PostureRisques si exagéréeIndicateurs
Trop proche (copain-tuteur)Perte d’autorité, confusion des rôles, difficulté à évaluer objectivementTutoiement spontané, échanges très personnels, sortie d’équipe systématique
Trop distant (chef froid)Manque d’écoute, démotivation du tutoré, repli sur soiVouvoiement strict, échanges uniquement formels, refus des questions personnelles
Équilibré (tuteur-facilitateur)Cordialité chaleureuse, écoute active, fermeté sur le cadre, autorité bienveillante

La règle d’or : être proche du tutoré sans être son ami, exigeant sans être autoritaire, disponible sans être envahissant. C’est une posture qui s’apprend — et qui devient plus naturelle avec la pratique.

Le tuteur exerce simultanément plusieurs rôles

Le tuteur est polyvalent. Au quotidien, il occupe plusieurs casquettes en même temps :

  • Pédagogue : il transmet, explique, démontre, fait répéter
  • Évaluateur : il observe, mesure les acquis, donne des feedbacks
  • Coach : il motive, recadre, aide à dépasser les blocages
  • Médiateur : il fait le lien entre l’alternant, le manager, l’équipe et l’école
  • Témoin : il représente l’entreprise et sa culture aux yeux du tutoré

Et tout cela en poursuivant sa mission quotidienne : tenir ses objectifs, répondre aux cahiers des charges, gérer parfois les journées en télétravail, rencontrer les clients, faire ses déplacements. Le tutorat nécessite donc de mettre en œuvre de nombreuses compétences simultanément. Pour structurer cette polyvalence, vous pouvez vous appuyer sur notre formation tuteur certifiante RS5515, qui couvre largement la dimension de gestion de la posture tutorale.

La relation tutorale est triangulaire

La relation tuteur-tutoré n’est jamais une affaire à deux. Elle s’inscrit dans un triangle, où chaque sommet a son rôle :

  • Le tuteur transmet le métier et accompagne sur le terrain
  • Le tutoré apprend, expérimente, progresse
  • L’école / le CFA valide les acquis théoriques et pédagogiques

Ce triangle fonctionne bien quand les trois sommets communiquent. Il dysfonctionne quand l’un coupe le contact avec les autres. La place du manager est aussi importante — pour comprendre comment elle s’articule avec celle du tuteur, consultez notre article sur la relation tuteur-manager : qui fait quoi.
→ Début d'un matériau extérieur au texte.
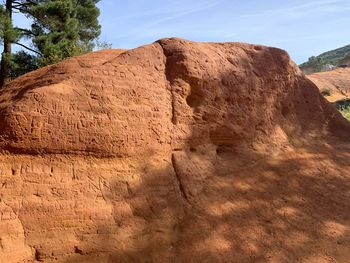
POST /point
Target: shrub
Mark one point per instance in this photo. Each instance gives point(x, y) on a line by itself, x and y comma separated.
point(326, 92)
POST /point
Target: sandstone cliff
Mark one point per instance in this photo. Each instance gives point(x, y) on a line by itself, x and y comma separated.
point(173, 152)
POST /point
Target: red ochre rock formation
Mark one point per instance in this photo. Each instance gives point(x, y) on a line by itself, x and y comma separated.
point(174, 151)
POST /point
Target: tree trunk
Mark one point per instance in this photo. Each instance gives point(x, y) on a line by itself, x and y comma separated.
point(5, 67)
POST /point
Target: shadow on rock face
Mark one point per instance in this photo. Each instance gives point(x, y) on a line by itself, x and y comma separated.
point(180, 151)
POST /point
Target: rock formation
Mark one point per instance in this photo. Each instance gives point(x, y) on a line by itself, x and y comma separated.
point(173, 152)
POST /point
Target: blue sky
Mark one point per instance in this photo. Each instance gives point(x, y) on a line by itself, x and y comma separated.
point(302, 27)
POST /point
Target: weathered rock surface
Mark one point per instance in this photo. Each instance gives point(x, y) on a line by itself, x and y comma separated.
point(175, 151)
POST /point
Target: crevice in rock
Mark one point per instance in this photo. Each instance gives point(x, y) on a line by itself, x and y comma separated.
point(179, 179)
point(170, 83)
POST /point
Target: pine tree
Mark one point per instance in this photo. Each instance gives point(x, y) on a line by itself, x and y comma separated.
point(60, 29)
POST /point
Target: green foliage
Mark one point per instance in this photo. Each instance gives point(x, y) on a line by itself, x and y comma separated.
point(103, 45)
point(60, 29)
point(346, 113)
point(344, 107)
point(332, 57)
point(326, 92)
point(64, 28)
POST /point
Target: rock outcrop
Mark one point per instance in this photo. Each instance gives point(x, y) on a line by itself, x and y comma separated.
point(174, 151)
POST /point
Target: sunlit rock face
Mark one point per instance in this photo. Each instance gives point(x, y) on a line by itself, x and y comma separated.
point(172, 152)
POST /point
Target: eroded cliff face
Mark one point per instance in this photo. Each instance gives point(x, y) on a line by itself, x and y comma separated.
point(175, 151)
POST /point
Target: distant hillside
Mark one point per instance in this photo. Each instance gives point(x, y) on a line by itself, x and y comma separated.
point(326, 60)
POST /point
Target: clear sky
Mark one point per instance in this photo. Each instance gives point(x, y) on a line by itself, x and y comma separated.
point(302, 27)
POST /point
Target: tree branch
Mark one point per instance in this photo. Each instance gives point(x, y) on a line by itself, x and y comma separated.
point(28, 48)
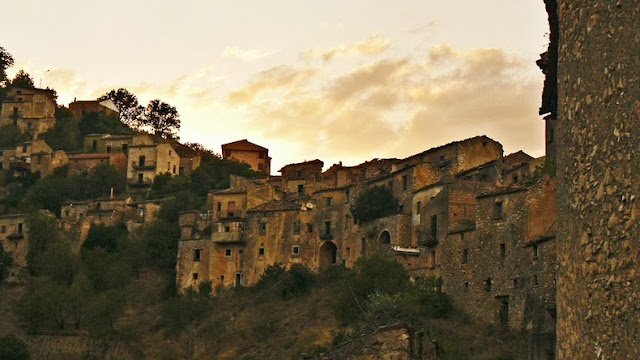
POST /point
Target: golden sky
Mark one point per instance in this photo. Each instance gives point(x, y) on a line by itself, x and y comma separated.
point(336, 80)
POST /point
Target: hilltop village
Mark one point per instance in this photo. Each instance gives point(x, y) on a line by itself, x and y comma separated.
point(482, 221)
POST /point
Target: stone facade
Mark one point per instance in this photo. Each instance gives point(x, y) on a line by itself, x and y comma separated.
point(250, 153)
point(597, 166)
point(14, 239)
point(31, 110)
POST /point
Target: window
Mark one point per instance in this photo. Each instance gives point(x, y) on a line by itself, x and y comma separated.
point(497, 210)
point(327, 227)
point(434, 226)
point(231, 209)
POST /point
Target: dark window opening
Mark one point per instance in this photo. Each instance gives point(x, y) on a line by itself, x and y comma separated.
point(497, 210)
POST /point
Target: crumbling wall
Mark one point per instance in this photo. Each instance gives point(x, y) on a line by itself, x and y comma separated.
point(598, 187)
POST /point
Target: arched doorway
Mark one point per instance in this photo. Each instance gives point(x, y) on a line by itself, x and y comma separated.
point(328, 255)
point(384, 238)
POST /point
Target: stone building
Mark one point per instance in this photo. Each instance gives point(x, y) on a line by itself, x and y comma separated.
point(148, 157)
point(594, 46)
point(80, 107)
point(14, 240)
point(32, 110)
point(250, 153)
point(87, 161)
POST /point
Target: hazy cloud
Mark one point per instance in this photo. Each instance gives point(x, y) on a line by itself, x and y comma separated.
point(400, 106)
point(374, 45)
point(245, 55)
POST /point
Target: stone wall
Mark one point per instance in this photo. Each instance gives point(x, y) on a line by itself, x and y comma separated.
point(598, 187)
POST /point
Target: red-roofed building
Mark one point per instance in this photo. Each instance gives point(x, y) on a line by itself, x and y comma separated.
point(250, 153)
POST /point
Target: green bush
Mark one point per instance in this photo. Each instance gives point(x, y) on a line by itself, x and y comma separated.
point(12, 348)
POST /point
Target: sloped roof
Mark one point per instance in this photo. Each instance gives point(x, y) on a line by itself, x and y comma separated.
point(243, 144)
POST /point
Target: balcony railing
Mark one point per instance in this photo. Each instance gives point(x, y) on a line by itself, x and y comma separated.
point(144, 165)
point(139, 182)
point(228, 237)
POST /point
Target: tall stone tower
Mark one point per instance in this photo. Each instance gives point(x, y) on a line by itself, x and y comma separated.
point(598, 168)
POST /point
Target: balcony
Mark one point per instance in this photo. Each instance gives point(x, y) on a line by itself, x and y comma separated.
point(136, 182)
point(228, 237)
point(16, 236)
point(144, 165)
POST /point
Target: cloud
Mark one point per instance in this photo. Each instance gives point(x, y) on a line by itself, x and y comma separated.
point(275, 78)
point(374, 45)
point(245, 55)
point(398, 106)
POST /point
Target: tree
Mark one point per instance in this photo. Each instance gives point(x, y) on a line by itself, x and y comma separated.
point(6, 61)
point(374, 203)
point(131, 112)
point(162, 119)
point(12, 348)
point(22, 79)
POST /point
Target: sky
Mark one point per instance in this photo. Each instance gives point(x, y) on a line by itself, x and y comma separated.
point(336, 80)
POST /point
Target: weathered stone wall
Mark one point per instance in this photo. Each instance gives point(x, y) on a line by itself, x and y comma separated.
point(598, 187)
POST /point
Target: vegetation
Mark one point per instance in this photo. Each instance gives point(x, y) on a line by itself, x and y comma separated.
point(374, 203)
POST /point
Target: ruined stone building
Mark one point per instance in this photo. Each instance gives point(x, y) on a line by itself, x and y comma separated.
point(483, 222)
point(81, 107)
point(31, 157)
point(250, 153)
point(32, 110)
point(596, 96)
point(14, 241)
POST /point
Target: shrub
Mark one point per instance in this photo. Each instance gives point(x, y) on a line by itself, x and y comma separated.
point(12, 348)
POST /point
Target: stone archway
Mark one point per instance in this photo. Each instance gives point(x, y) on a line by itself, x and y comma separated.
point(328, 255)
point(384, 238)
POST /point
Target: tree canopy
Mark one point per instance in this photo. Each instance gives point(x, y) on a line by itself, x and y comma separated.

Le tutorat transforme l’identité du tuteur lui-même

Voici un point souvent sous-estimé : la mission tutorale modifie l’identité professionnelle de celui qui l’exerce. Devenir tuteur, ce n’est pas juste ajouter une mission supplémentaire — c’est entrer dans un nouveau rapport au savoir et au pouvoir.

Un nouveau rapport au savoir

Pour transmettre, le tuteur doit d’abord expliciter ce qu’il sait. Et c’est là qu’apparaît un phénomène frappant : beaucoup de savoir-faire sont devenus si automatiques pour le tuteur qu’il a oublié comment il les avait appris. La transmission l’oblige à les ré-analyser, à les nommer, à les décomposer. C’est un processus métacognitif qui renforce sa propre maîtrise.

Comme l’a souligné la recherche en sciences de l’éducation, le tutorat développe « la capacité à apprendre des tuteurs tout en développant leur capacité à transmettre ». Les bénéfices ne profitent donc pas seulement au tutoré, mais aussi au tuteur lui-même.

Un nouveau rapport au pouvoir

Le tuteur exerce une forme d’autorité — pédagogique, pas hiérarchique. Cette autorité repose sur l’expertise et la légitimité reconnue par le tutoré, pas sur un statut. Elle demande de poser un cadre clair sans pour autant écraser la relation. Beaucoup de tuteurs débutants sont d’abord déstabilisés par cette posture, avant de trouver leurs marques.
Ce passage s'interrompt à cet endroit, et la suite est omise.